Sgt. Ronald John King

    Sgt. Ronald J. King was the son of John & Berglioth King.  He was born on October 29, 1919, in Nebraska.  After his family moved to Janesville, Wisconsin, he was raised at 331 North Franklin Street.  He attended both grade school and high school in Janesville.

    In 1938, Ronald joined the 32nd Divisional Tank Company which was headquartered in an armory in Janesville.  For him and the other National Guardsmen, much of the training consisted of drilling.

    In November of 1940, the tank company was federalized as A Company, 192nd Tank Battalion.  In late November, the company left Janesville for Fort Knox, Kentucky.  Ronald would train there for almost ten months.

    In January, 1941, Headquarters Company was formed with men from the four letter companies.  It was at this time that Ronald was reassigned to the company.  The purpose of the company was to take care of the daily operations of the battalion and ensure that supplies are distributed to the letter companies.

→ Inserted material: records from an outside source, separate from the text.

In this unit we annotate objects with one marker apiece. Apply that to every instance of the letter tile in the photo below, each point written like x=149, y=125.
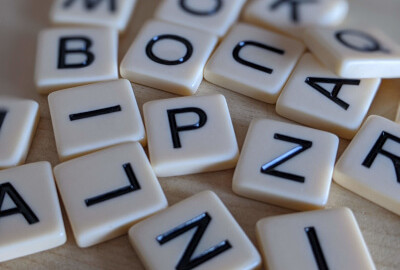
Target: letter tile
x=286, y=165
x=293, y=16
x=355, y=53
x=30, y=213
x=95, y=116
x=190, y=135
x=168, y=240
x=316, y=97
x=168, y=57
x=18, y=121
x=212, y=16
x=68, y=57
x=324, y=239
x=106, y=192
x=254, y=62
x=109, y=13
x=370, y=166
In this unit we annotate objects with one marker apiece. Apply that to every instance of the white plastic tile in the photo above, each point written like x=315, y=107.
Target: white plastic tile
x=316, y=97
x=196, y=233
x=320, y=240
x=370, y=166
x=213, y=16
x=111, y=13
x=190, y=135
x=253, y=62
x=30, y=214
x=73, y=56
x=168, y=57
x=286, y=165
x=355, y=53
x=293, y=16
x=106, y=192
x=18, y=121
x=95, y=116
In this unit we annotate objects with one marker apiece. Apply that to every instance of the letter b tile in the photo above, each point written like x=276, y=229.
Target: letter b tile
x=316, y=240
x=196, y=233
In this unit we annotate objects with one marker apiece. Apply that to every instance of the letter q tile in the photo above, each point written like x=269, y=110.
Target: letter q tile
x=168, y=57
x=106, y=192
x=30, y=213
x=196, y=233
x=320, y=240
x=285, y=164
x=95, y=116
x=190, y=135
x=370, y=165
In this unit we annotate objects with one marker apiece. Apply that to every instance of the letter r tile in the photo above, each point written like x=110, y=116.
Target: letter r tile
x=320, y=240
x=286, y=165
x=370, y=166
x=193, y=234
x=106, y=192
x=190, y=135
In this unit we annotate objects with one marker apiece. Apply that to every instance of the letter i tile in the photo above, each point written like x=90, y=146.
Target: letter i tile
x=30, y=214
x=286, y=165
x=190, y=135
x=196, y=233
x=106, y=192
x=320, y=240
x=68, y=57
x=254, y=62
x=370, y=166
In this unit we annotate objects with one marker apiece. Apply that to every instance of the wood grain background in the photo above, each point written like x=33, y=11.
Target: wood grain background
x=20, y=22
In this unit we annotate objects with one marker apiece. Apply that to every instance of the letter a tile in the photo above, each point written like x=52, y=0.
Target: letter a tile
x=106, y=192
x=285, y=164
x=320, y=240
x=68, y=57
x=91, y=117
x=196, y=233
x=30, y=214
x=317, y=97
x=254, y=62
x=18, y=121
x=168, y=57
x=190, y=135
x=370, y=166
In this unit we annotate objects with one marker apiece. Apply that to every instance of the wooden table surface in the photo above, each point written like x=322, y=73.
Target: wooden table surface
x=20, y=22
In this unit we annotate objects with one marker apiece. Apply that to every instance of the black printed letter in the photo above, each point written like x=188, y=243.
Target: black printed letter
x=239, y=59
x=133, y=186
x=313, y=82
x=21, y=206
x=63, y=51
x=175, y=129
x=187, y=262
x=378, y=149
x=269, y=168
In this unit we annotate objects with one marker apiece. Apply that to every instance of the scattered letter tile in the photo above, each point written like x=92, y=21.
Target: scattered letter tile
x=254, y=62
x=106, y=192
x=190, y=135
x=355, y=53
x=30, y=214
x=370, y=166
x=68, y=57
x=316, y=97
x=18, y=121
x=213, y=16
x=324, y=239
x=91, y=117
x=168, y=57
x=198, y=232
x=109, y=13
x=286, y=165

    In the late summer of 1941, the 192nd took part in maneuvers in Louisiana.  Ronald like the other men hoped that they would be released from federal duty upon completion of the maneuvers.  On the side of a hill at Camp Polk, Louisiana,  they heard the news that they were being sent overseas instead.  Ronald received a pass home to say goodbye to his family and friends.

    From Camp Polk by train, A Company traveled west to California.  It was there that they were ferried to Angel Island for physicals and inoculations.  Those men who failed were replaced while others were scheduled to rejoin the battalion at a later date.
    The soldiers boarded the U.S.S. Hugh L. Scott which sailed on Monday, October 27th and arrived at Honolulu, Hawaii, on Sunday, November 2nd at 8:00 A.M.  Since the ship would remain in port for two days, the soldiers received shore leave.  The ship sailed on Tuesday, November 4th for Guam.  Arriving there, the ship took on water, bananas, vegetables, and coconuts.
    Sailing, the ship arrived in Manila Bay the morning of November 20, 1941, at 8:00.  The soldiers disembarked the ship about three hours after it docked.  Most took buses to a train station and rode a train to Ft. Stotsenburg.
    At Ft. Stotsenburg, the soldiers were greeted by Col. Edward King who apologized that they had to live in tents along the main road between the fort and Clark Field.  He remained with the battalion until every member had had Thanksgiving dinner.  Afterwards, he went to have his own.

    Most of Ronald's time after arriving at  Ft. Stotsenburg was spent making sure the tankers had what they needed to prepare their new equipment for use.  A little over two weeks later, on December 8, 1941, Ronald witnessed the Japanese attack on Clark Field.  When the attack was over, there was no Army Air Corps and the airfield was pretty much in ruins.

    After four months of constant fighting and strafing by enemy planes, Ronald became a Prisoner Of War when Bataan was surrendered to the Japanese on April 9, 1942.  With the other members of the company, Ronald made his way to Mariveles at the southern tip of the peninsula.

    Ronald took part in the death march and made his way to San Fernando.  He was crammed into a small wooden boxcar with 99 other men and road the train to Capas.  There he disembarked and walked the last few miles to Camp O'Donnell.  With most of the POWs, Ronald was reassigned when Cabanatuan #1 opened in May 1942.

    Sgt. Ronald J. King died of dysentery and malaria on Monday, September 14, 1942.  He was buried in the Cabanatuan Camp Cemetery.  After the war, his family requested that his remains be returned Janesville.  On October 22, 1949, Sgt. Ronald J. King was reburied in the military section at Oak Hill Cemetery in Janesville.